Reviewed by Craig Sisterson
Western Australia, 1988. After betraying the Knights bikie gang, seventeen-year-old Lee Southern flees to the city with nothing left to lose.
Working as a rogue tow truck driver in Perth, he is captured by right-wing extremists whose combination of seduction and blackmail keeps him on the wrong side of the law and under their control.
As the true nature of what drives his captors unfolds, Lee becomes an unwilling participant in a breathtakingly ambitious plot – and a cold-blooded crime that will show just how much he, and everyone else, still has to lose.
I've been writing about Australian and New Zealand crime writers for a dozen years or so now - for magazines, newspapers, and websites - in amongst all the crime fiction related stuff I do with authors from all over the globe. It's noticeable that in recent years I'm getting asked more and more for recommendations not just of great crime writers to try in general, but Aussie & Kiwi crime writers in particular. Sure, me writing a book like SOUTHERN CROSS CRIME has had some effect, but it was happening even before that. There's a growing global interest in Downunder, and an author that I really rate - who hasn't been as easily available in the UK and US due to the idiosyncrasies of international publishing - is Western Australian author David Whish-Wilson.
Whish-Wilson is just one of those really good storytellers who crafts really good stories that have a fresh edge, without seeming to try too hard to 'upturn the genre' or be so very different to what else is out there in a 'look at me, look at how distinctive this book is' way you sometimes see in publishing.
He writes great crime novels that have familiarity and freshness, that delve into important real-life issues via a page-turning story but don't bash you over the head or soapbox.

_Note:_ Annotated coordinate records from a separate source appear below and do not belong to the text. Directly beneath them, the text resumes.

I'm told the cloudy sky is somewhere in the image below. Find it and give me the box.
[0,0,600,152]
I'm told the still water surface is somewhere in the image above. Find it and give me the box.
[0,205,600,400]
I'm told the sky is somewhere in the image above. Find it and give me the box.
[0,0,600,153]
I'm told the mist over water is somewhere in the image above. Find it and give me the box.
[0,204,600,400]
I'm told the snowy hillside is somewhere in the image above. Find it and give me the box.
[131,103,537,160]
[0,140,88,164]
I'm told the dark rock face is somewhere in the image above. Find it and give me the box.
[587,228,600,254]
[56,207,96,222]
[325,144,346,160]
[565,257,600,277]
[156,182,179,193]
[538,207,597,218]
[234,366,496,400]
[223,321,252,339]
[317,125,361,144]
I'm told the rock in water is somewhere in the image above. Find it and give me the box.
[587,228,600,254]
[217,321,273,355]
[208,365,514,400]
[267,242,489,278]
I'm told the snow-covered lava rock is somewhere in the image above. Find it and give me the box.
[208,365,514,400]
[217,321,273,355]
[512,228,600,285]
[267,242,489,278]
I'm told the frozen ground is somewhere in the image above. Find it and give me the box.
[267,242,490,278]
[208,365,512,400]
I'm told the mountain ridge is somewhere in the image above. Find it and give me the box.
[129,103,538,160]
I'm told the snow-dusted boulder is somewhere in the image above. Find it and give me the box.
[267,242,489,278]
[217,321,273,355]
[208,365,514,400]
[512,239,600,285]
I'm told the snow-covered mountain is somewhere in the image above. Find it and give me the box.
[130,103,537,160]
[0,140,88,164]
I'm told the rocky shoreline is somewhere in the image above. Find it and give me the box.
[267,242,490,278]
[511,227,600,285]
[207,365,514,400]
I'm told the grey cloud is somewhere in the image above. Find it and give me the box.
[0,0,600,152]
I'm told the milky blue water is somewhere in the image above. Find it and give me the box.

Nuanced characters in a rich setting, with some great writing (eg just some cool sentences and descriptions).
Whish-Wilson came to crime writing notice thanks to his excellent Frank Swann series set in 1970s and 1980s Western Australia. An era of graft and corruption where politics, police, and criminals seemed entwined at times. Four books thusfar: the latest being this year's SHORE LEAVE. Well worth reading.
While TRUE WEST is a standalone, it definitely operates in that same world as the later Frank Swann books, with Whish-Wilson continuing to explore the grimy underbelly of his home state. It's a raw and powerful tale of a young man who lives the old phrase "out of the frying pan, into the fire".

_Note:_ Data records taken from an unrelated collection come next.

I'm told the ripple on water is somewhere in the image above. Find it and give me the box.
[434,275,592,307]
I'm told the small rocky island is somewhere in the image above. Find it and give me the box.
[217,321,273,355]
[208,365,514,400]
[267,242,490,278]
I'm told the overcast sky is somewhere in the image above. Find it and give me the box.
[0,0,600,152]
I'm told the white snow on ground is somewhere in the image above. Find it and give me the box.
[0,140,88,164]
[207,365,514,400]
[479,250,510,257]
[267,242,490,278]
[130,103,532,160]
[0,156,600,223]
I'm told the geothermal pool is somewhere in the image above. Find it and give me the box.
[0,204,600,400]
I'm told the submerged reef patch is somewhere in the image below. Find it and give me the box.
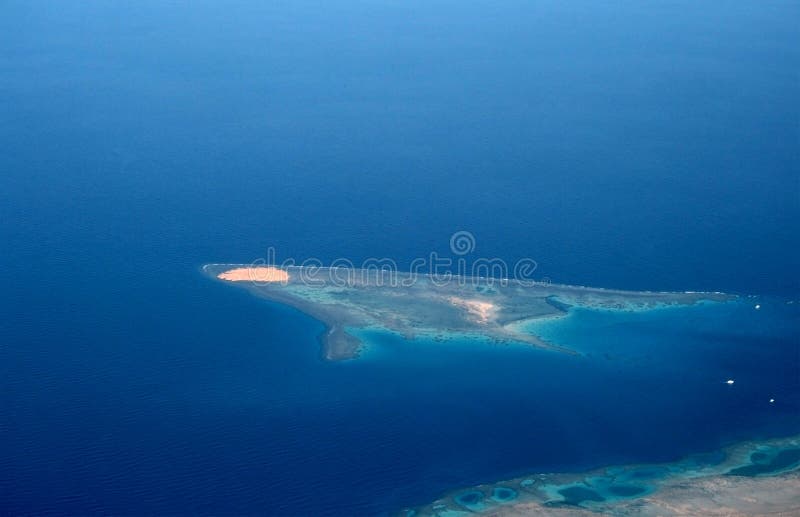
[406,435,800,517]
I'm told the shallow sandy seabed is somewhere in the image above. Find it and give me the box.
[483,472,800,517]
[401,435,800,517]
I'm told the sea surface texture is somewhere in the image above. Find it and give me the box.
[0,0,800,515]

The son of biker gang royalty, Lee Southern has burned his past associations to the ground, quite literally. With a target on his back, he looks to survive and find a new life in the big city of Perth, scraping together cash as a freelance tow truck driver. Now sooner has he arrived than he's put himself on the wrong side of some bad people. But his pedigree intrigues them - they want to recruit Lee to their cause: a white nationalist organisation that's looking to earn votes as well as cracking skulls.
Whish-Wilson has crafted an absolutely sublime novel that takes readers into some dark and disturbing places, while retaining a flame of hope so as not to become unremittingly bleak. The motivations, actions, and justifications of Lee's new pals are unsettling, not to mention troublingly relevant or apparent in our modern world thirty years later. The more things change, as they say ...
Lee is a fascinating protagonist. A young, tough bloke who has quite a bit more to him than on first glance. He can handle himself - a fact that's harnessed and manipulated by others at times.
TRUE WEST is a brutal and brilliant slice of Australian crime fiction. Shades of Romper Stomper and American History X, it has plenty of heart amongst the hate. Whish-Wilson has a masterful touch for action and violence, yet the real genius is the nuance and complexity of this page-turning tale that explores the insidious nature of prejudice and xenophobia throughout society.
Tense, pacy, intricate: a great crime novel from a great writer.
Craig Sisterson is a lapsed Kiwi lawyer who now lives in London and writes for magazines and newspapers in several countries. He’s interviewed hundreds of crime writers and talked about the genre on national radio, top podcasts, and onstage at festivals on three continents. Craig's been a judge of the Ned Kelly Awards, McIlvanney Prize, is founder of the Ngaio Marsh Awards and co-founder of Rotorua Noir. His book SOUTHERN CROSS CRIME, was published in 2020.